For newcomers to the brand, an introductory kit is provided. The package includes all of Avaline’s bestsellers: two bottles each of Avaline’s red, rosé and cabernet, plus one bottle each of Sauvignon Blanc, white and sparkling.

“It’s hard to pick a favorite, which is why I love this set so much,” says Diaz.

From light and crisp to smooth and rich, the introductory set offers a little bit of everything. Those who like dry and crisp wines will likely gravitate toward whites and sparkling wines, while those looking for a fuller-bodied wine will be more likely to enjoy red blends and Cabernets. Other nine-bottle sets include the Summer Edit, which features the brand’s warmer-month options, and—for oenophiles with a soft spot for one or the other—the All the Whites or All the Reds sets.


Avaline is helping lead the way in the wine industry toward greater label transparency, giving consumers more knowledge and confidence in what they are putting into their bodies.

“Learning that not all wine is vegan really opened my eyes to the lack of transparency in the industry. The wine industry has somehow managed to avoid having to be transparent or reveal what’s in the bottle,” Diaz says. “Many people may not care whether animal by-products are used in the production of wine, but we believe the consumer should be aware of this step so they can make this decision for themselves.”

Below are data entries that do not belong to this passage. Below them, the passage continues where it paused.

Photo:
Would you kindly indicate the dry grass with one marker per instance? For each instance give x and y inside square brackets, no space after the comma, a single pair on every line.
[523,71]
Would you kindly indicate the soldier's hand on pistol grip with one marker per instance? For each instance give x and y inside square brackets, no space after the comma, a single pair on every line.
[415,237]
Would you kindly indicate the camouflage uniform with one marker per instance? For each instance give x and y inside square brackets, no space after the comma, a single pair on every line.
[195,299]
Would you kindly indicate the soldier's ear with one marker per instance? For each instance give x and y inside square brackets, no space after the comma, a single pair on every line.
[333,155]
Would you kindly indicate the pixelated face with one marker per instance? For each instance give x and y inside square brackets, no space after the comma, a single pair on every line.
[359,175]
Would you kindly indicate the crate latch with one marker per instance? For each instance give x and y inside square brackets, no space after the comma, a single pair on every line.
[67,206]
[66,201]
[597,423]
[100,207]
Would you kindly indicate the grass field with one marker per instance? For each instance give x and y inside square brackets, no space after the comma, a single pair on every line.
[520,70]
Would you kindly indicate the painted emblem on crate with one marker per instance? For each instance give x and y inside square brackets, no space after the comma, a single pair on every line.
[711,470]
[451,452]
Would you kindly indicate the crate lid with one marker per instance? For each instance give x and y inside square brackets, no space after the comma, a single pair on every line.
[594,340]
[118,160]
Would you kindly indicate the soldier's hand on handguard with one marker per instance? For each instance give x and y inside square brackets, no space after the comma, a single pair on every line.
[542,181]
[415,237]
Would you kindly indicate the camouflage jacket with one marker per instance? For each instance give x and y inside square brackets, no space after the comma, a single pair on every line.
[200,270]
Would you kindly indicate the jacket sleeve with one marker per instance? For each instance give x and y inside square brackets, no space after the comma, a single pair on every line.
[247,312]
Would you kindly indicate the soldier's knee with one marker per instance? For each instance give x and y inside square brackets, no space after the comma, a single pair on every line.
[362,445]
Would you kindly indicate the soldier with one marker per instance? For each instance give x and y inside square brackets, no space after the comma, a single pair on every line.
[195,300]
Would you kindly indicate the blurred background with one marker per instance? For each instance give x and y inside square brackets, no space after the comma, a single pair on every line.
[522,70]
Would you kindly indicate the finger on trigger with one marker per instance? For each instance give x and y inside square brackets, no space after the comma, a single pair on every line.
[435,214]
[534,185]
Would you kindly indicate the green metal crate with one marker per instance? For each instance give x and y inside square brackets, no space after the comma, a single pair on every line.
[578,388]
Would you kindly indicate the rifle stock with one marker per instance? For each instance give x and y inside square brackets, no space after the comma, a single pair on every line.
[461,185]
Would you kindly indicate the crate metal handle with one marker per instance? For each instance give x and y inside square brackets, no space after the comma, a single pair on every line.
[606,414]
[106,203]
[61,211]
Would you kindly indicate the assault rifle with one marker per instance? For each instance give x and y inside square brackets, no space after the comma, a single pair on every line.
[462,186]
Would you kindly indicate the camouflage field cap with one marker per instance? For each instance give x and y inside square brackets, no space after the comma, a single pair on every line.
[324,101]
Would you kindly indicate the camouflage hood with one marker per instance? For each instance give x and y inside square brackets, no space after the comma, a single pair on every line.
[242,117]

Although winemakers are required by law to disclose very little information on labels, Avaline includes a full list of ingredients on every bottle. The brand works with like-minded producers who prioritize sustainability and rely on nature to grow healthy fruits and produce delicious wine without unnecessary additives.

“I completely changed what I drank when I learned that concentrates and colors were used in traditional winemaking, favoring wines made from organic grapes or more natural wines instead of the brands I bought at the grocery store,” Power says. “What was even more shocking was that most vineyards in the U.S. use harsh chemical pesticides.”

As a women-founded and owned brand, Avaline is committed to supporting other women in wine to create more equity in the industry. They have done this through a variety of events and programs, including an integrated partnership with Lift Collective, an organization that advocates for positive change in the wine industry by promoting diversity, equity and inclusion.

Avaline has also partnered with other vineyards that champion sustainable practices, most notably carbon-neutral French company EthicDrinks, which is seeking B Corporation certification. Organic means that no harmful chemical pesticides are used in the production of the wine, making it better for the people who grow the grapes, the environment and consumers. (The brand notes that wines made from organic grapes contain only one-third the sulfites found in conventional wines.)


Now that Avaline is firmly established, it plans to add several varietal wines to its portfolio, including its newest wines, Pinot Noir and Sauvignon Blanc.

“I’m in love with our Sauv Blanc because it’s really fresh and floral,” Diaz says. “Some wines on the market have a sharp or slightly green character, so we wanted to make our wine delicate, balanced, easy to drink and a really pure expression of the grape.”

Going forward, the brand plans to continually expand its portfolio with new core offerings as well as limited-availability releases.